Consuming APIs and slow loops
Slow code is okay sometimes #
Whenever I’m testing out new features, or don’t have much time to properly think through a problem, I often end up writing slow, but functional code. This is where having years of experience helps out in writing code, because you’ve seen the problem before so you know how to avoid certain traps. Recently we deployed a new internal API to do some financial reporting (meaning there were calculations to be done). I’ll note here now that I didn’t write the original code and mostly did the deploying and plugged in some external services.
It’s okay to loop in Python #
By default, loops aren’t a terrible choice in Python. The problem arises when you loop over non-optimal structures, ones that built-in libraries can’t handle very well. There’s a lot written on the internet about Python 2 vs 3, and using built-in functions.

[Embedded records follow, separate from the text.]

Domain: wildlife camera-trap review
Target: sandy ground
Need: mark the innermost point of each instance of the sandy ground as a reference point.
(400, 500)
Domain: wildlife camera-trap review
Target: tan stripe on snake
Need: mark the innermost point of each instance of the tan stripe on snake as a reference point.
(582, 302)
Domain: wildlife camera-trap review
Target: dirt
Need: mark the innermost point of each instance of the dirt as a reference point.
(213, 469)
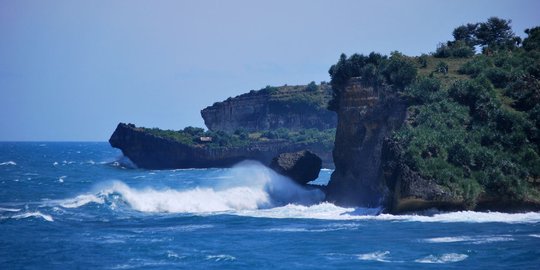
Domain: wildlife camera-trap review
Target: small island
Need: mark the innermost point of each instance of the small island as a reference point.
(258, 125)
(457, 129)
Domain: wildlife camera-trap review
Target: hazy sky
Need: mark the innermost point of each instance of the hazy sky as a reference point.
(71, 70)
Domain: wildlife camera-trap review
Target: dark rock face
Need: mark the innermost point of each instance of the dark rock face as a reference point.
(152, 152)
(302, 167)
(366, 116)
(263, 110)
(408, 191)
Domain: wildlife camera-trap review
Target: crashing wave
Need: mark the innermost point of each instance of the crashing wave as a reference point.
(8, 163)
(444, 258)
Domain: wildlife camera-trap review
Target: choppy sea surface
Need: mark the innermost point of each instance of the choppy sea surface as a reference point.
(81, 206)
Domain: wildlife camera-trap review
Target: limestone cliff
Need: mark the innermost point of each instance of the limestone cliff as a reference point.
(290, 107)
(366, 116)
(154, 152)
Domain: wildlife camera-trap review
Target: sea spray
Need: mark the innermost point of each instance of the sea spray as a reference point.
(247, 186)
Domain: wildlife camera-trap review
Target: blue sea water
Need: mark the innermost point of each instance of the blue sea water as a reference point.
(76, 206)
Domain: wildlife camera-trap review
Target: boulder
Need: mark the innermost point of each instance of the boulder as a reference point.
(302, 167)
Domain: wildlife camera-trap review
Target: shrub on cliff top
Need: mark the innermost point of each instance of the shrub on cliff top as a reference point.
(374, 70)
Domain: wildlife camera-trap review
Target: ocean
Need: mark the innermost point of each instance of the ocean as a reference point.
(82, 206)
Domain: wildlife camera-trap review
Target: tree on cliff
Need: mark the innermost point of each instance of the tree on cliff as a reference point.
(374, 70)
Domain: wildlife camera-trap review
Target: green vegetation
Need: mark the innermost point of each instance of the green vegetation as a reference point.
(473, 120)
(192, 136)
(375, 70)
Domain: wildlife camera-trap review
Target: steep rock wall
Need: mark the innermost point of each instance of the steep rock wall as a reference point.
(290, 107)
(153, 152)
(366, 116)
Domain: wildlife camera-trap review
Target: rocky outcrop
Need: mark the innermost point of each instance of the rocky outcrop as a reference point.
(153, 152)
(302, 167)
(290, 107)
(408, 191)
(366, 116)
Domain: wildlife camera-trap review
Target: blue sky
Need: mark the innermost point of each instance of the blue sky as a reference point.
(71, 70)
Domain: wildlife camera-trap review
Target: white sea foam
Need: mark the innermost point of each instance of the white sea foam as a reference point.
(8, 163)
(444, 258)
(33, 214)
(2, 209)
(251, 189)
(220, 257)
(479, 239)
(379, 256)
(81, 200)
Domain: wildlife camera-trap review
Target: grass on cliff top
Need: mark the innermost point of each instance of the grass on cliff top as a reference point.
(192, 137)
(312, 95)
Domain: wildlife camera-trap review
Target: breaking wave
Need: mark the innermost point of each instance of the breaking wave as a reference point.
(251, 189)
(35, 214)
(8, 163)
(251, 186)
(444, 258)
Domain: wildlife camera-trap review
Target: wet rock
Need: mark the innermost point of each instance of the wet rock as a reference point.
(302, 167)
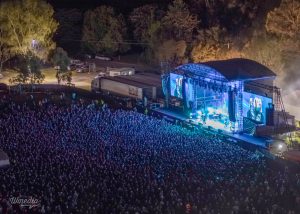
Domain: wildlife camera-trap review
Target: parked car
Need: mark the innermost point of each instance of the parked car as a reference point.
(100, 74)
(72, 67)
(104, 58)
(76, 62)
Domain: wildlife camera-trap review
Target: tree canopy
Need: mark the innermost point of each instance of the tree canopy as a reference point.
(104, 31)
(31, 26)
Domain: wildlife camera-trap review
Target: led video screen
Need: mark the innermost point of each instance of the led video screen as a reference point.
(254, 106)
(176, 85)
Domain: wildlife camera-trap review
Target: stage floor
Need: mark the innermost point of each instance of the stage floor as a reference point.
(170, 115)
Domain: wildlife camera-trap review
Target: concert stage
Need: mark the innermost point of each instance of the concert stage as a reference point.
(235, 96)
(178, 118)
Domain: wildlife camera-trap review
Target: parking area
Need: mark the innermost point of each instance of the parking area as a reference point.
(81, 80)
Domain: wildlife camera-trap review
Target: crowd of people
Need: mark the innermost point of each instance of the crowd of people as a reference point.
(88, 159)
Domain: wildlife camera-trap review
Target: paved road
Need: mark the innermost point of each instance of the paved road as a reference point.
(82, 80)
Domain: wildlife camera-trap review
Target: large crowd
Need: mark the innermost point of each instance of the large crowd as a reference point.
(88, 159)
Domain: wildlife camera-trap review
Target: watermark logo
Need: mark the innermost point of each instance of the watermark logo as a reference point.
(25, 201)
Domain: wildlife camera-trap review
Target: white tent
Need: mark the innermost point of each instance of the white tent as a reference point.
(4, 160)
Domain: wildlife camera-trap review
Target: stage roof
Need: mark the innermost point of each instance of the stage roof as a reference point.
(228, 70)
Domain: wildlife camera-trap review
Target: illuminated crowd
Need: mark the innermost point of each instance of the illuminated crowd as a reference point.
(88, 159)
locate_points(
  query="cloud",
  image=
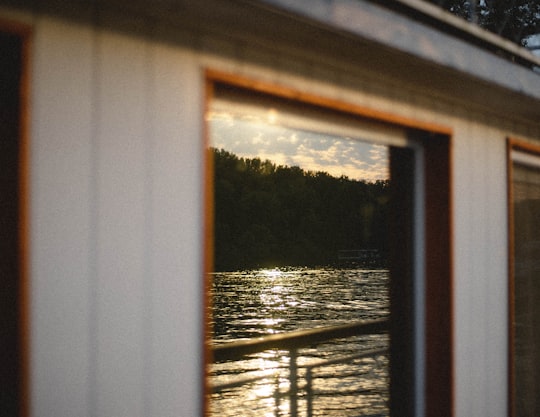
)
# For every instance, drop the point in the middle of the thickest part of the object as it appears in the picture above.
(312, 151)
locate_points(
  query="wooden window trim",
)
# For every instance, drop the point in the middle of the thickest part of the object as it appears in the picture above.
(24, 32)
(513, 144)
(436, 140)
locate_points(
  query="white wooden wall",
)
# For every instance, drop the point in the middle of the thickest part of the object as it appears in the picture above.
(116, 220)
(116, 209)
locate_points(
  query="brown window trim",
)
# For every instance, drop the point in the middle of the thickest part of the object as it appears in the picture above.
(436, 141)
(24, 32)
(513, 144)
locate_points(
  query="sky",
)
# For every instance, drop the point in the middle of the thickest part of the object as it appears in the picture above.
(249, 136)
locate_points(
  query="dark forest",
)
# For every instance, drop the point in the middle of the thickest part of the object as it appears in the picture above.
(269, 215)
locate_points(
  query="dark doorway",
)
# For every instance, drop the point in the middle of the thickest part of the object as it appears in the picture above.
(11, 47)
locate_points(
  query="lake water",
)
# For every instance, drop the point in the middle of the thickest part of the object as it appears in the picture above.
(256, 303)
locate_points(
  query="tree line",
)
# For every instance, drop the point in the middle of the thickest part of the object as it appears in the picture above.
(269, 215)
(514, 20)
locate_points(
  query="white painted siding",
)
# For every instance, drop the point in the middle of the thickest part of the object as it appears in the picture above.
(116, 218)
(116, 225)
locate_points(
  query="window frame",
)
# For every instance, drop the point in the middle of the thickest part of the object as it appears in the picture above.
(434, 322)
(529, 150)
(22, 291)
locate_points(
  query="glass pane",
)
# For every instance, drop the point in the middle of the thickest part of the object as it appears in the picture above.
(300, 243)
(526, 195)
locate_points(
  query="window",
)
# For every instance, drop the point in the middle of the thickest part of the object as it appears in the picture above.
(415, 247)
(524, 286)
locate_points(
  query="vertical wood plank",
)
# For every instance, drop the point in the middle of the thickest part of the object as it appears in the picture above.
(176, 249)
(120, 170)
(59, 218)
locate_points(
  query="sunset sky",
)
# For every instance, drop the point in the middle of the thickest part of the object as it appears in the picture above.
(249, 136)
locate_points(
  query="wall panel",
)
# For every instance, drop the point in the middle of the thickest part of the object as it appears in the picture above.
(60, 186)
(120, 224)
(176, 227)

Within the main calculation loop we’re dealing with there is a method that goes to fetch a single value from a data object that is already in memory. The data object in mention is a JSON response from an external API, and in the raw form it is a list of dictionaries.
Original method:
def get_value_for_time(timestamp, json_response):
return next(
(
dict for dict in json_response
if dict['nzdatetimestamp'] == timestamp.isoformat()
),
None
)['value']
and the json response:
[
{'nzdatetimestamp': 2019-01-01T00:00:00+13:00, 'value': 500},
{'nzdatetimestamp': 2019-01-01T00:30:00+13:00, 'value': 100},
{'nzdatetimestamp': 2019-01-01T01:00:00+13:00, 'value': 50},
...
]
Of course I replaced the variable names with something that doesn’t show off too much but essentially this is what the original code looked like. Now remember that this is within the main loop, the one that might have up to 20000 cycles, and the json_response could have length 20000 as well.
Looping within loops #
The problem with this is that we’re formatting the JSON response, a list of dicts, every loop. This means that the generator dict for dict in json_response
loops over every item in the list every single loop. Generators themselves are lazy, meaning they don’t take up much memory until they need to, but for this purpose of getting a single value, it’s not needed. The functionality we want is to pass in a timestamp, and get the value associated to it.
Solution #
The QA tester (my boss) came to me saying “it’s taking over 10 minutes per request. Can you spend an hour or two having a look at obvious/easy improvements?”
Since I didn’t write the code I added some log statements that timed methods to see where I could improve speed, and the above method was the slowest one. After understanding what the method does, and the data structures that were being used, it became apparent to me that looping over a list of dicts was inefficient.
Outside of the loop, I reformatted the json response (list of dicts) into something more efficiently used.
value_dict = {
dict['nzdatetimestamp']: dict['value']
for dict in json_response
}
This is a one time operation that creates a new dict, with keys being a timestamp, and the value being the wanted value.
Then the resulting method looks like:
def get_value_for_time(timestamp, value_dict):
try:
return value_dict[timestamp.isoformat()]
except:
return None
Calculation times #
Before:
Avg loop time: 0.031869984712902005s
total calculation time 558.7511730194092s
After:
Avg loop time: 4.202004644896958e-06s
total calculation time 2.774477005004883s
As usual, the lesson is to avoid unnecessary loops when possible. And to do that, look at your data structures and how you’re using them.
As an aside, make sure you remove log statements that you don’t need. There is a noticeable overhead in having too many log statements when you’re trying to shave seconds off.